Uploaded image for project: 'JDK'
  1. JDK
  2. JDK-8254129

IR Test Framework to support regex-based matching on the IR in JTreg compiler tests

    XMLWordPrintable

    Details

    • Type: Enhancement
    • Status: Resolved
    • Priority: P4
    • Resolution: Fixed
    • Affects Version/s: 16, 17
    • Fix Version/s: 17
    • Component/s: hotspot
    • Labels:
    • Subcomponent:
    • Resolved In Build:
      b26

      Description

      Edit: README file can be found at: https://github.com/openjdk/jdk/blob/master/test/hotspot/jtreg/compiler/lib/ir_framework/README.md

      Umbrella RFE for testing based on IR nodes/shapes.

      A lot of tests are written based on an optimization/modification/fix on the IR. However, if these tests pass we still do not know if the originally intended IR modifications are still applied correctly. The question is how we could check IR modifications in a test to make sure future changes do not break these (e.g. a node transformation is not done anymore etc.). Something in this direction was already done in Valhalla (see framework [1] and example test [2]). Maybe this can be used as a starting point.
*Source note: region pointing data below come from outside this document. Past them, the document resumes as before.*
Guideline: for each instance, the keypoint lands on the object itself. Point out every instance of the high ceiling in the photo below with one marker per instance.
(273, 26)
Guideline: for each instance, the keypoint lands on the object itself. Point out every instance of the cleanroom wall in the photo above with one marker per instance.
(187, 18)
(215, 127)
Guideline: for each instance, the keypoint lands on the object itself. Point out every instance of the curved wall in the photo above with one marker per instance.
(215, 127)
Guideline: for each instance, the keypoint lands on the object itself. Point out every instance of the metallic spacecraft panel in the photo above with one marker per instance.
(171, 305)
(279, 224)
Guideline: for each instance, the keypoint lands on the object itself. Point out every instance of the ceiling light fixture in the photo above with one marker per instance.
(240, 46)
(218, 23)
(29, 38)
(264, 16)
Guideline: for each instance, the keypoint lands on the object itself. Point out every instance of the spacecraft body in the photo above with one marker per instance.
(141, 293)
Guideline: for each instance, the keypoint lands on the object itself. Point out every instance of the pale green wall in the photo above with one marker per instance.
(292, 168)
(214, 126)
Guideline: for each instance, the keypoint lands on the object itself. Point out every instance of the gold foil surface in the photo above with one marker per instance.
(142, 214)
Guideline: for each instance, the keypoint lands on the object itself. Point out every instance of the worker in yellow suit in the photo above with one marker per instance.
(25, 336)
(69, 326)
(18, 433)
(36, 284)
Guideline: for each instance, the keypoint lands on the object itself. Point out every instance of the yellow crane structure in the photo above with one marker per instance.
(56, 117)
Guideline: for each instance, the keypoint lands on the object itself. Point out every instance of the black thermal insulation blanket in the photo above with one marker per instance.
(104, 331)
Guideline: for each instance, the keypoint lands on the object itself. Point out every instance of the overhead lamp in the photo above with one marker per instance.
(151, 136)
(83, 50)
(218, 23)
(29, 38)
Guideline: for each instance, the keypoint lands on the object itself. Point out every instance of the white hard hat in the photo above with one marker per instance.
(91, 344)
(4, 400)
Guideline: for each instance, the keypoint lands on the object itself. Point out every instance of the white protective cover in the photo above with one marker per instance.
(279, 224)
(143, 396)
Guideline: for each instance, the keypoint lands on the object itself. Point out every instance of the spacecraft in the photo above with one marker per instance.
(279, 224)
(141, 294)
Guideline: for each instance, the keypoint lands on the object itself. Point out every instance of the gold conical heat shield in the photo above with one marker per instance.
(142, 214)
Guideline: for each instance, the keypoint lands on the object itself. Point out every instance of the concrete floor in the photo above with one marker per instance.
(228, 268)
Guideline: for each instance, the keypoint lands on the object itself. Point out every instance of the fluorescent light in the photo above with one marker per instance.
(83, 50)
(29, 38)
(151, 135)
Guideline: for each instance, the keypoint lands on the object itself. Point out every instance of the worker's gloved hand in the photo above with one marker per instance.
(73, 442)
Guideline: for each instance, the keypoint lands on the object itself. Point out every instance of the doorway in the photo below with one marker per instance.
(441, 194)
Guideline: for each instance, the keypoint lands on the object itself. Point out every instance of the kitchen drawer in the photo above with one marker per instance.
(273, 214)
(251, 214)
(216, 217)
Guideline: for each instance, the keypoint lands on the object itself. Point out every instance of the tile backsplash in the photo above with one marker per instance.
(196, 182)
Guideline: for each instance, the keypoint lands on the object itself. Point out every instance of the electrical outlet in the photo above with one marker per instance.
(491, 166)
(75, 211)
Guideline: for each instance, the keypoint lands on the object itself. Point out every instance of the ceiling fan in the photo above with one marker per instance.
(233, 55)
      [1] https://github.com/openjdk/valhalla/blob/e9c78ce4fcfd01361c35883e0d68f9ae5a80d079/test/hotspot/jtreg/compiler/valhalla/inlinetypes/InlineTypeTest.java
      [2] https://github.com/openjdk/valhalla/blob/e9c78ce4fcfd01361c35883e0d68f9ae5a80d079/test/hotspot/jtreg/compiler/valhalla/inlinetypes/TestBasicFunctionality.java#L67

      Description of the current framework in Valhalla
      =============================
      The goal of this framework is to verify that the code generated by C2 is optimized as expected.
      Current tests either only verify correctness (jtreg tests) or overall performance (jmh benchmarks)
      but a failing optimization does not necessarily trigger a drop in performance (especially if there
      are no fine-tuned and targeted microbenchmarks). For example, we had many regressions in C2 in the
      past that no one noticed because they would not show up in the larger benchmarks (which doesn't mean
      that these optimizations were useless). Also, such regressions are often hidden/amortized by other
      optimizations in the same build/release and therefore no one noticed.
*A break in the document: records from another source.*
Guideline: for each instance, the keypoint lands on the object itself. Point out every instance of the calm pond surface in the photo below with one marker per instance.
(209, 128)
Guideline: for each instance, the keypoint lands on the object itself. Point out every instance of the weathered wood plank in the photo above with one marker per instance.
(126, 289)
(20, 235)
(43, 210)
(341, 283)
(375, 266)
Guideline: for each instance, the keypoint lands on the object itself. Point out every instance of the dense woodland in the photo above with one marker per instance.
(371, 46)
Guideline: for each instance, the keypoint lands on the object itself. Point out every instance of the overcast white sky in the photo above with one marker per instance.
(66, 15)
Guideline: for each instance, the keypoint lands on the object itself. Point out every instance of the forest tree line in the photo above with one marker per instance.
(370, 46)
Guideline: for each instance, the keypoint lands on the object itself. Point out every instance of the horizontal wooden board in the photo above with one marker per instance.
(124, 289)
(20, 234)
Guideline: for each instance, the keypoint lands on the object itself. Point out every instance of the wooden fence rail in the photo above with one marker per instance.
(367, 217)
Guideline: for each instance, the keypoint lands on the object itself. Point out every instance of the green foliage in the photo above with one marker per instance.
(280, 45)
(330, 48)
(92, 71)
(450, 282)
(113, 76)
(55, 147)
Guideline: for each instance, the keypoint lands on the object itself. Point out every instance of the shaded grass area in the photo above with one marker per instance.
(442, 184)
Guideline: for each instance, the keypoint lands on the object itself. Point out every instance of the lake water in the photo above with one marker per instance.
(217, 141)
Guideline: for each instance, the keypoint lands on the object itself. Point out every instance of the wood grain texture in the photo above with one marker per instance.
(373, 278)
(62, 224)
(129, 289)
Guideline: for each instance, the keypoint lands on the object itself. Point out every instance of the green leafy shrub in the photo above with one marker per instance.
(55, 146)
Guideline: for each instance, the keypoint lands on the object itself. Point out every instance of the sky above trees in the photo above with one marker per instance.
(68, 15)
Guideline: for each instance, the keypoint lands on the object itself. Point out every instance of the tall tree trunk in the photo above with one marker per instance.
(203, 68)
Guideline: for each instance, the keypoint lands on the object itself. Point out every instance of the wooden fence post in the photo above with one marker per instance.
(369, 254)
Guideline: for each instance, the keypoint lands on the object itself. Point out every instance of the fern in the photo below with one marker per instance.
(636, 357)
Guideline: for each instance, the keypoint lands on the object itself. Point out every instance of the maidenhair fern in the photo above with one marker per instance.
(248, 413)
      Since inline types are a completely new feature of the Java language, the specific C2 optimizations
      we added were not covered by any existing benchmarks. And even with targeted microbenchmarks, it's
      not easy to capture breakages that naturally happen when prototyping. I therefore wrote a framework
      that allows to define "match rules" on the Intermediate Representation (IR) generated by C2 to make
      sure new optimizations/transformations are applied as expected. For example, one can now write a
      correctness test that is annotated with a match rule that verifies that the compiled code does not
      contain any allocations (which is one of the main optimizations for inline types). If, against
      expectations, the compiled code does contain an allocation, the match rule will fail and report the
      error right away.

      The current implementation of the framework is rather simple (1000 lines of Java code) and works by
      parsing/searching the textual output of the C2 IR (no changes to the VM code required). Of course,
      there are several ways to improve this but for our inline type use cases this turned out to work
      just fine.

      Ideally, the inline type specific framework would be refactored or re-written to be more generic and
      upstreamed into mainline such that it can still be used by our inline type specific tests.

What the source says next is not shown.